NTEU is not alone in advocating the consideration of a process in which an Agency representative plays a vital role.  Both the Lewin Group, Inc. and the Social Security Advisory Board have advanced similar recommendations. 

In its report dated January 2001, Charting the Future of the Social Security’s Disability Programs: The Need for Fundamental Change, the Social Security Advisory Board also noted that Administrative Law Judges have been required to balance three roles.  They are obligated to protect the interests of both the claimant and the government, and to serve as an objective adjudicator.  The Board further noted that approximately 80 percent of disability insurance claimants are now represented by an attorney.  The Board also noted that because of the massive increase in the disability appellate workload, SSA has periodically made efforts to increase ALJ productivity which many in OHA believe has impacted adversely on the quality of decision-making.  To correct a variety of current problems, the Social Security Advisory Board recommended that the agency be represented at hearings.  The Board stated that having a representative present at the hearing to defend the Agency’s position would help clarify the issues and introduce greater consistency and accountability into the adjudicatory system.  The Board also indicated that consideration be given to allowing the Agency to file an appeal of ALJ decisions.
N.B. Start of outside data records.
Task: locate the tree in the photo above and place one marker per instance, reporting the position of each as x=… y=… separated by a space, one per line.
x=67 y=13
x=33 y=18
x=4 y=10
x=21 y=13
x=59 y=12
The extent of the quality assurance problems in the current system is underlined in the report of The Lewin Group, Inc, which stated that the adjudication process at OHA is almost unique.  The Lewin Group reported, “We have not encountered good examples of non-adversarial processes.”  The Lewin Group suggested that one way to improve the non-adversial system is to make it more adversarial.  It suggested that the mechanism for such a change would be to introduce a representative from the Social Security Administration into the adjudication process. This would relieve the Administrative Law Judge of the responsibility of representing the agency, and if the claimant were represented by outside counsel, the responsibility for representing the claimant.  The Lewin Group stated that the political issues could be greatly mitigated by appropriate definition of the representative’s job and appropriate training of the representatives.  They stated that the representative’s job is not to obtain a denial in as many cases as possible, and in fact, the representative could be given the authority to allow cases that meet the medical eligibility criteria, perhaps subject to the approval of the ALJ.

The Lewin Group also felt that administrative savings are generated by elimination of a separate quality assurance process that would not be required in an adversarial system, because of the normal appellate process.  They concluded that if the system also reduced the allowance rate, as they expected, program savings would be generated.

In conclusion, NTEU makes the following recommendations of action necessary to ensure that the Office of Hearings and Appeals delivers the quality of service demanded by the American people currently and in the future:

1.  All qualified OHA Attorney Advisers should be converted to Senior Attorney decision makers and given the authority to issue fully favorable on-the-record decisions. These Senior Attorney decision makers would review all cases coming into the hearing office.

2.  SSA should establish a workgroup to examine the implementation of additional attorney decision makers in the OHA hearing offices to work in conjunction with the ALJs in processing the ever-growing workload that faces SSA.

3.  SSA should establish a workgroup to examine the issue of introducing an Agency representation into the adjudication process.